Processing Big Data on Partitions

You can run a Model repository mapping with partitioning to increase performance. When you run a mapping configured with partitioning, the Data Integration Service performs the extract, transformation, and load for each partition in parallel.

Mappings that process large data sets can take a long time to process and can cause low data throughput. When you configure partitioning, the Data Integration Service uses additional threads to process the session or mapping which can increase performance.

Partitioned Model Repository Mappings

You can enable the Data Integration Service to use multiple partitions to process Model repository mappings.

If the nodes where mappings run have multiple CPUs, you can enable the Data Integration Service to maximize parallelism when it runs mappings. When you maximize parallelism, the Data Integration Service dynamically divides the underlying data into partitions and processes all of the partitions concurrently.

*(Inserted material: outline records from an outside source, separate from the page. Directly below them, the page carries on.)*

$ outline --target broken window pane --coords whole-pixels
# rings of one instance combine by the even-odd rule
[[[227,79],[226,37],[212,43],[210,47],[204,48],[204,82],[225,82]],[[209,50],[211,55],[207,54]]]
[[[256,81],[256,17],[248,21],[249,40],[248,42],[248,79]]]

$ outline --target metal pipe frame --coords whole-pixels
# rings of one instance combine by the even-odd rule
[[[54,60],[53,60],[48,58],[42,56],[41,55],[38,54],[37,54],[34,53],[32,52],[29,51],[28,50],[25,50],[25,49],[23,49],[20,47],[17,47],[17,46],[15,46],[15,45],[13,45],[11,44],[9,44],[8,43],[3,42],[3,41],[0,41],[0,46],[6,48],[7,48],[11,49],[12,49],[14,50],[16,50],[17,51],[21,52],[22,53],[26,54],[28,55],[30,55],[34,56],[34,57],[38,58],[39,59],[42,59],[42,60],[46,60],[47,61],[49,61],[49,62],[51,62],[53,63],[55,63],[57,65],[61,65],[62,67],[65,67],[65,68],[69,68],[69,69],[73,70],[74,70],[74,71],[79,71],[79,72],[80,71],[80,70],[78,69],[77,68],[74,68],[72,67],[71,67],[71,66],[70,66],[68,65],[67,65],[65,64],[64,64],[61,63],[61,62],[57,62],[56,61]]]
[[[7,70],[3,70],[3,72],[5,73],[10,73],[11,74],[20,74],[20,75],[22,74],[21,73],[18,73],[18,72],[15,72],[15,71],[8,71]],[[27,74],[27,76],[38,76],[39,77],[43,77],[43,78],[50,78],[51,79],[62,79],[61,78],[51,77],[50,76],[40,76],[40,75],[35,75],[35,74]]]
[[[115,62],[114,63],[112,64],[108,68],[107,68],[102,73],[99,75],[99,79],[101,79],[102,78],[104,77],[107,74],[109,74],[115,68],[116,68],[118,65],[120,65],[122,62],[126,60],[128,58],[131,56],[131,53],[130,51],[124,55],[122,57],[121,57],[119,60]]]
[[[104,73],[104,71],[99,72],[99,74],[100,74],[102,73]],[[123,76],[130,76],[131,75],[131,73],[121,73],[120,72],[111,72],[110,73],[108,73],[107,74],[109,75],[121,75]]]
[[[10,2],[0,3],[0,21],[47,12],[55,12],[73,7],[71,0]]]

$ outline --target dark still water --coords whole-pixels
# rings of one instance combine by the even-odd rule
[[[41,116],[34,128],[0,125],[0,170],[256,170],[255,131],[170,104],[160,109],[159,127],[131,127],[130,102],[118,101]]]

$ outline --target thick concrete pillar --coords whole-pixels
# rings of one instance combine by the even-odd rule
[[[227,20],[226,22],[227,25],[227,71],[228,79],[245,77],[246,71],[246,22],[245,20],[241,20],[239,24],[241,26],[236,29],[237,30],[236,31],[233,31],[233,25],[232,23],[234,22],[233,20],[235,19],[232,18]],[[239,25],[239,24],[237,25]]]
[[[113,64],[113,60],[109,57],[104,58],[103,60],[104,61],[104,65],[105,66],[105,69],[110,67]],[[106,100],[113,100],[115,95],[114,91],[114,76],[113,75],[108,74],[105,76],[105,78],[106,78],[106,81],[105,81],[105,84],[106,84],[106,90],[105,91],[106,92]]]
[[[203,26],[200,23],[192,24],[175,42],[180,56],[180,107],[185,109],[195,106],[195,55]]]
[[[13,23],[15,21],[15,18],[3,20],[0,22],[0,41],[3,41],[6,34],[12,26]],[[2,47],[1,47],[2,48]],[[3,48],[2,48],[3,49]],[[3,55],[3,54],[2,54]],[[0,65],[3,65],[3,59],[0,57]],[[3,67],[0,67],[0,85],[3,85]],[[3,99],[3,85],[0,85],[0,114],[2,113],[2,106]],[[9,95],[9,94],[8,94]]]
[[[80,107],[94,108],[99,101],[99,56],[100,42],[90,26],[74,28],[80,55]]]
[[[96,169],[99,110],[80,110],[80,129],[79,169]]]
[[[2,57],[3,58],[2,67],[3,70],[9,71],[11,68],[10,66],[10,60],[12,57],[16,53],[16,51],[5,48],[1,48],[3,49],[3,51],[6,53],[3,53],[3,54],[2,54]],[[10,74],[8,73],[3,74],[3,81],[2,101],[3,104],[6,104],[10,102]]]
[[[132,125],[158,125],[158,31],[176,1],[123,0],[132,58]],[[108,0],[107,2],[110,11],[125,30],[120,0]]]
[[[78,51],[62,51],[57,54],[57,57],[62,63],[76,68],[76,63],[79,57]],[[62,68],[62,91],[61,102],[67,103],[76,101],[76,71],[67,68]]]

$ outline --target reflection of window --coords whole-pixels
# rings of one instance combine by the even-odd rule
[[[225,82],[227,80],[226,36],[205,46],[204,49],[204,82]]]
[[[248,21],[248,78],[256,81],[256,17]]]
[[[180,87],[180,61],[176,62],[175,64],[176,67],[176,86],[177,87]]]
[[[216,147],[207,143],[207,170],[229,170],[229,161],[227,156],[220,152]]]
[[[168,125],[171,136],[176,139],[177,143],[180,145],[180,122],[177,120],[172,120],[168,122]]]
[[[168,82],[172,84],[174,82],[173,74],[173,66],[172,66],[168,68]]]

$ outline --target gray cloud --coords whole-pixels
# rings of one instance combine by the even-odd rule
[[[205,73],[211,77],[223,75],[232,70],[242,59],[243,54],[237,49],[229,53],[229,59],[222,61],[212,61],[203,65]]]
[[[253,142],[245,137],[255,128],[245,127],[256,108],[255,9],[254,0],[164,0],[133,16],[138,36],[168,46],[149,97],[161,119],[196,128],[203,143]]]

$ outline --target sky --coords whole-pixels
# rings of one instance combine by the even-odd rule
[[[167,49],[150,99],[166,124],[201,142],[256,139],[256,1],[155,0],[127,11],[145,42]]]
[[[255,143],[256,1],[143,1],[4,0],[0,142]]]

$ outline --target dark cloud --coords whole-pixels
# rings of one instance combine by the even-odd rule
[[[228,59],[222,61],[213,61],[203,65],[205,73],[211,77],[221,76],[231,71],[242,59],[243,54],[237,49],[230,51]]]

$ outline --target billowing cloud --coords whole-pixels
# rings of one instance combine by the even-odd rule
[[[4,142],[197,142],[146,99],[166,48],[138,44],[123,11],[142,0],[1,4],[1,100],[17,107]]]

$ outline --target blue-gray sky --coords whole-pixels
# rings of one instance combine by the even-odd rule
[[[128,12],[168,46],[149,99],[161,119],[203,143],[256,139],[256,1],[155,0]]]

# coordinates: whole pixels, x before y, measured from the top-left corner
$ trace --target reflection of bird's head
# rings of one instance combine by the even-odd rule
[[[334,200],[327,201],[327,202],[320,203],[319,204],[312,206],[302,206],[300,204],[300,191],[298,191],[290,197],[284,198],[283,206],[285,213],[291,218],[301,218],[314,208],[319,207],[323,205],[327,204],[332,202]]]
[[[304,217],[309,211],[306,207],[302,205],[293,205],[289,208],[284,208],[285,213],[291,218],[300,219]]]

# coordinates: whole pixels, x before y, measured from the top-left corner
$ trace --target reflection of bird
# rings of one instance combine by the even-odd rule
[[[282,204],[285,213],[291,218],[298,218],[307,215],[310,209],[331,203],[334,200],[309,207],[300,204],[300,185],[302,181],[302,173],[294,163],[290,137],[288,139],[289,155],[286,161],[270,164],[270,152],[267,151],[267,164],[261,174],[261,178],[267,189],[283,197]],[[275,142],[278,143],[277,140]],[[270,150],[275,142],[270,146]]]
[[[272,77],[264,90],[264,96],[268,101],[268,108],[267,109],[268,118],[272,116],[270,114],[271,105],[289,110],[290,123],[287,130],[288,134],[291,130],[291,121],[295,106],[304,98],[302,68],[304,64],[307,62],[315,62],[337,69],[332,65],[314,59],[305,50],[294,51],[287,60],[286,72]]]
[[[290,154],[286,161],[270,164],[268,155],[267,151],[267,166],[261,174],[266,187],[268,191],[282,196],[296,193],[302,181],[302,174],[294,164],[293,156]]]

Optionally, developers can set a maximum parallelism value for a mapping in the Developer tool. By default, the maximum parallelism for each mapping is set to Auto. Each mapping uses the maximum parallelism value defined for the Data Integration Service. Developers can change the maximum parallelism value in the mapping run-time properties to define a maximum value for a particular mapping. When maximum parallelism is set to different integer values for the Data Integration Service and the mapping, the Data Integration Service uses the minimum value.

For more information, see the Informatica Application Services Guide and the Informatica Developer Mapping Guide.

Partition Optimization

You can optimize the partitioning of Model repository mappings to increase performance. You can add more partitions, select the best performing partition types, use more CPUs, and optimize the source or target database for partitioning.

To optimize partitioning, perform the following tasks:

Increase the number of partitions.
Use multiple CPUs.
Optimize the source database for partitioning.: You can optimize the source database for partitioning. For example, you can tune the database, enable parallel queries, separate data into different tablespaces, and group sorted data.
Optimize the target database for partitioning.: You can optimize the target database for partitioning. For example, you can enable parallel inserts into the database, separate data into different tablespaces, and increase the maximum number of sessions allowed to the database.